Натолкнувшись на договор, заключенный со мной на сценарий «Чокан Валиханов», он с гневом разорвал его. Фридрих Эрмлер[96], в ту пору художественный руководитель студии, прибежал ко мне бледный.
— Что я мог сделать, что? — оправдывался он, боясь взглянуть на меня. — Большаков кричал, возмущался, как я мог проглядеть, что к нам в авторы пролез человек, высланный по подозрению в антисоветской деятельности. За такой либерализм надо крепко бить!.. Ну? Что теперь мне делать?
— Н-ничего особенного не с-случилось, — раздался голос Мики Блеймана, он чуть больше обычного заикался. — Ф-фри-да, ты перезаключишь договор только со мной, а мы с Сережей будем с-сотрудничать на тех же условиях, как раньше.
Я стал тайным автором, и мы продолжали работу.

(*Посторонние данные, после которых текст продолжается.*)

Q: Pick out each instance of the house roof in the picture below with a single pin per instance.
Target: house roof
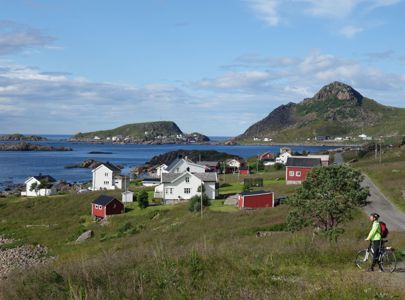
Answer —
(47, 178)
(303, 161)
(109, 166)
(208, 163)
(255, 193)
(177, 160)
(103, 200)
(206, 177)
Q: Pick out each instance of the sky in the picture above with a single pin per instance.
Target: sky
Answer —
(214, 67)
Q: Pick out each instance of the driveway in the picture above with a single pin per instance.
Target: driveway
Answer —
(378, 203)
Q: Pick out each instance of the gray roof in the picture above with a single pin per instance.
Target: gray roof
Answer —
(303, 162)
(208, 163)
(206, 177)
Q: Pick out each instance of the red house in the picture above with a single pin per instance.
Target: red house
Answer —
(104, 206)
(298, 167)
(266, 156)
(258, 199)
(244, 171)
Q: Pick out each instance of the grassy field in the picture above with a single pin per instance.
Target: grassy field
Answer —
(168, 252)
(389, 175)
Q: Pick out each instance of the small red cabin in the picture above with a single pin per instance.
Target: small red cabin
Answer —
(244, 171)
(104, 206)
(297, 168)
(258, 199)
(266, 156)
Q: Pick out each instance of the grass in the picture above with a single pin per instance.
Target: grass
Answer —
(166, 250)
(389, 175)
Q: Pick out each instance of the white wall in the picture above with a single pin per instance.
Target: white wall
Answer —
(103, 178)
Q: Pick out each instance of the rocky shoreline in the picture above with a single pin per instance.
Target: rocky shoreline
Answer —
(21, 257)
(20, 137)
(23, 146)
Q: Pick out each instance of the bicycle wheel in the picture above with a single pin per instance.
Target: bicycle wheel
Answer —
(363, 259)
(389, 261)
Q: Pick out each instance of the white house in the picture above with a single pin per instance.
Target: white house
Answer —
(41, 185)
(107, 177)
(324, 158)
(282, 158)
(178, 187)
(184, 165)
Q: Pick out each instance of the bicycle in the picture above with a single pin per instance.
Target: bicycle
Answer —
(386, 258)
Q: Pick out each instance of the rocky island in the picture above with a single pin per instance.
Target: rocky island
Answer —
(163, 132)
(23, 146)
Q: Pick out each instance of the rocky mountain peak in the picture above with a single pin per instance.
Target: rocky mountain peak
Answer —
(340, 91)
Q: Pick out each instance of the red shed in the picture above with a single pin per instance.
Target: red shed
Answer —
(104, 206)
(266, 156)
(258, 199)
(297, 168)
(244, 171)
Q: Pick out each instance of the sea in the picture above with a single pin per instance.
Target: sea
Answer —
(17, 166)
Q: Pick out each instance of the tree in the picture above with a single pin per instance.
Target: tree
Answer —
(143, 199)
(326, 200)
(194, 204)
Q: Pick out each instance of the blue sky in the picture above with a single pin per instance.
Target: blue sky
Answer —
(215, 67)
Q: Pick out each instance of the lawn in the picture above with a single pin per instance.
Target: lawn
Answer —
(389, 175)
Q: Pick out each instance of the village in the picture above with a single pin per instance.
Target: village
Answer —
(182, 179)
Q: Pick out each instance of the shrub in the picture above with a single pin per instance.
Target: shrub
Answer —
(143, 199)
(195, 203)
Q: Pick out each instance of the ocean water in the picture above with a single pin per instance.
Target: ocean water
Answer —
(17, 166)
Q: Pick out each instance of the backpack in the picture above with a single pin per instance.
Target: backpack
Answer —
(384, 230)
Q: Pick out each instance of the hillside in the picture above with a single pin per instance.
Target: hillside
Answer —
(337, 110)
(166, 250)
(162, 131)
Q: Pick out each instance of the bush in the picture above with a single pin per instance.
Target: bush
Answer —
(194, 204)
(143, 199)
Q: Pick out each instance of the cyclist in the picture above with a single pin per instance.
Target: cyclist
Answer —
(375, 240)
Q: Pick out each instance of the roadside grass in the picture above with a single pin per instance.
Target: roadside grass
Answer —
(166, 250)
(389, 175)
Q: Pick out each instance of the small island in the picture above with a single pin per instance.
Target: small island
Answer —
(17, 137)
(23, 146)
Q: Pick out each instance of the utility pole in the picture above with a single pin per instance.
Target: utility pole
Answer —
(201, 196)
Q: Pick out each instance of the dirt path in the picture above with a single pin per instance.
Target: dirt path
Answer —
(378, 203)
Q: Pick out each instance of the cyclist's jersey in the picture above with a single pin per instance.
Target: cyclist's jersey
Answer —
(375, 232)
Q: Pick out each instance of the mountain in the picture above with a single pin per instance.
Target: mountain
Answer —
(337, 110)
(148, 132)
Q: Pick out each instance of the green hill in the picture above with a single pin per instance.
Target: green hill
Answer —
(168, 252)
(337, 110)
(147, 130)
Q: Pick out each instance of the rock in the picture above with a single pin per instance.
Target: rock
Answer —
(84, 236)
(23, 146)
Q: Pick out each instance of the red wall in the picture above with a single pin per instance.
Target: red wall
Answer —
(256, 201)
(304, 173)
(100, 213)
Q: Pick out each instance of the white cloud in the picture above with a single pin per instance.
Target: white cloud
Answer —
(350, 31)
(266, 10)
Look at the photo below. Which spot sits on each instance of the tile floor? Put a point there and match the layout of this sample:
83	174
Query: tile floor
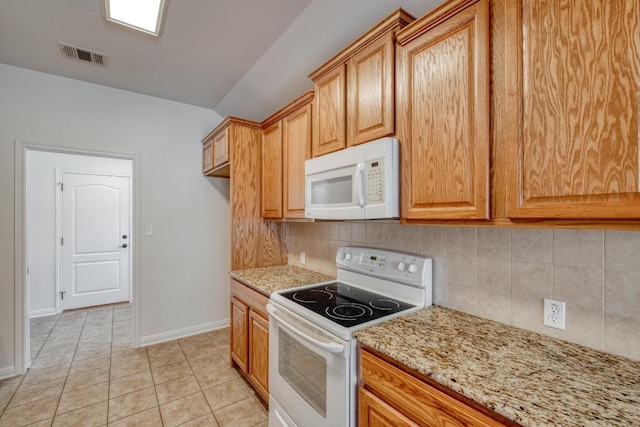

Впрочем, история с этим сценарием имела анекдотическое продолжение. Сценарий был закончен, принят студией и пролежал до незабываемого 1949 года. Разумеется, он был надлежаще «отредактирован», уложен в привычную схему тогдашних биографических фильмов. Постановка его была поручена молодому казахскому режиссеру Мажиту Бегалину, он с энтузиазмом принялся за работу, но его вызвали в министерство, и Большаков заявил, что сценарий не может быть запущен в производство с такой фамилией автора, как Блейман, к тому же ему, Большакову, известно, что сценарий писал в основном другой человек, вполне, так сказать, «подходящий».
Этим «подходящим» был теперь я, и мы с Бегалиным отправились к Блейману — как быть?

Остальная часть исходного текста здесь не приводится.